[NKG2D-mediated natural killer cell cytotoxicity against myeloid leukemia cells OUN-1].

Objective: To investigate NK cell cytotoxicity to leukemic cell by NKG2D receptors and NKG2D ligands interaction upregulated by hydroxyurea (HU).

Methods: Leukemic cell lines OUN-1 and primary leukemic cells were cultured for 24 hours in the presence of HU, then the NKG2D ligands expressions were analyzed by flow cytometry (FCM). Isolated NK cells from healthy individual cultured for 72 hours in presence of IL-2 were used as effect cell, and leukemic cell line OUN-1 treated with HU was used as target cell, NK cell cytotoxicity against leukemic cell line was assessed using chromium-51 release assay.

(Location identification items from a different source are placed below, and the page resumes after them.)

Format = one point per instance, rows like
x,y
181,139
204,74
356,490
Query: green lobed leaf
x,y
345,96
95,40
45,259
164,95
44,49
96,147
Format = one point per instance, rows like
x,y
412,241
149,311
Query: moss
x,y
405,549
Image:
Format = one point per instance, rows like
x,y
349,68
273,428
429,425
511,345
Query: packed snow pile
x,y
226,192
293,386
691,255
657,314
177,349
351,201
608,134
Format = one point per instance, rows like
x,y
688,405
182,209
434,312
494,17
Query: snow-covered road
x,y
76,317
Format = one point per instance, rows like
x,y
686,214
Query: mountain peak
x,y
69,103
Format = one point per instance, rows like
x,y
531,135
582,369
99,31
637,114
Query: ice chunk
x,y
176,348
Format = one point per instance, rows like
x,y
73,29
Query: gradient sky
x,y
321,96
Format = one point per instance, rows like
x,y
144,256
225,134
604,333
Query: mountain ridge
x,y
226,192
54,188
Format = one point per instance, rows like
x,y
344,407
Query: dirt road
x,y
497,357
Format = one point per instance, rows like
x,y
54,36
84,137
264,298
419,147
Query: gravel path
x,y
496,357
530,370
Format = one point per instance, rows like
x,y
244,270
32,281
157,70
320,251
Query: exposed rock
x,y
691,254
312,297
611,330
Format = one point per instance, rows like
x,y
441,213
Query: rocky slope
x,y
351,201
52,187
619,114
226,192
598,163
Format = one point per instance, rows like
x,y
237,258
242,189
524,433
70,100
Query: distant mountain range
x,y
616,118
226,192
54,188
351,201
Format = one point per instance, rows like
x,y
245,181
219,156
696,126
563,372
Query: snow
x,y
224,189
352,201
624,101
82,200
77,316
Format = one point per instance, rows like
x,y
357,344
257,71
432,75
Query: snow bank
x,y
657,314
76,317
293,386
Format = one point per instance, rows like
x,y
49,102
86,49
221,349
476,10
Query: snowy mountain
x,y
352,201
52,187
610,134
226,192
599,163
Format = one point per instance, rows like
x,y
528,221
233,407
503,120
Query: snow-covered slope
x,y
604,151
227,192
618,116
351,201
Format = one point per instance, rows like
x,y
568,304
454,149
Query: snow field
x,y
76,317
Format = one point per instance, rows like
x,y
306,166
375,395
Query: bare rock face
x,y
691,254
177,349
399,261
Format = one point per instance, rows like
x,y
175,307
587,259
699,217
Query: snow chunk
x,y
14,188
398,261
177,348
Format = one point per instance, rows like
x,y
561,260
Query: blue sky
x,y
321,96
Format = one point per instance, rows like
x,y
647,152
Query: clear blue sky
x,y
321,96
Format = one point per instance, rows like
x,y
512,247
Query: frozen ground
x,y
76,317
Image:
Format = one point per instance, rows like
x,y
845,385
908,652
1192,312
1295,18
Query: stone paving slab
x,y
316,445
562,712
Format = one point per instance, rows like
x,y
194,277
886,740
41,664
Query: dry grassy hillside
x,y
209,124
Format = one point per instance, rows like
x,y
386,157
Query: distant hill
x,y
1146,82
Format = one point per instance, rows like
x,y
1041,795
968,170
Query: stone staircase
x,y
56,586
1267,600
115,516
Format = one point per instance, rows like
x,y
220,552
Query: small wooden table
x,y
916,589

Results: Leukemic cell lines showed upregulation of MIC A/B (MFI: 8.9 ± 0.9 vs 23.5 ± 3.4, P = 0.01) and ULBP2 (MFI: 14.5 ± 0.6 vs 33.5 ± 4.8, P = 0.03) following incubation with HU. HU also upregulated the NKG2DLs on primary leukemia cells from patients with acute myeloid leukemia. Treatment of OUN-1 with HU significantly increased the cytotoxicity of NK cells isolated from healthy individual \[(62.0 ± 5.6)% vs (76.0 ± 5.3)%, P = 0.02\], and the enhancing effect of HU was partly blocked by anti-NKG2D Abs \[(76.0 ± 5.3)% vs (46.0 ± 4.5)%, P = 0.00\].

Conclusion: HU selectively upregulated NKG2D ligand expression on leukemic cell lines, and enhanced NK cell cytotoxicity against leukemic cells through NKG2D receptors and NKG2D ligands interaction.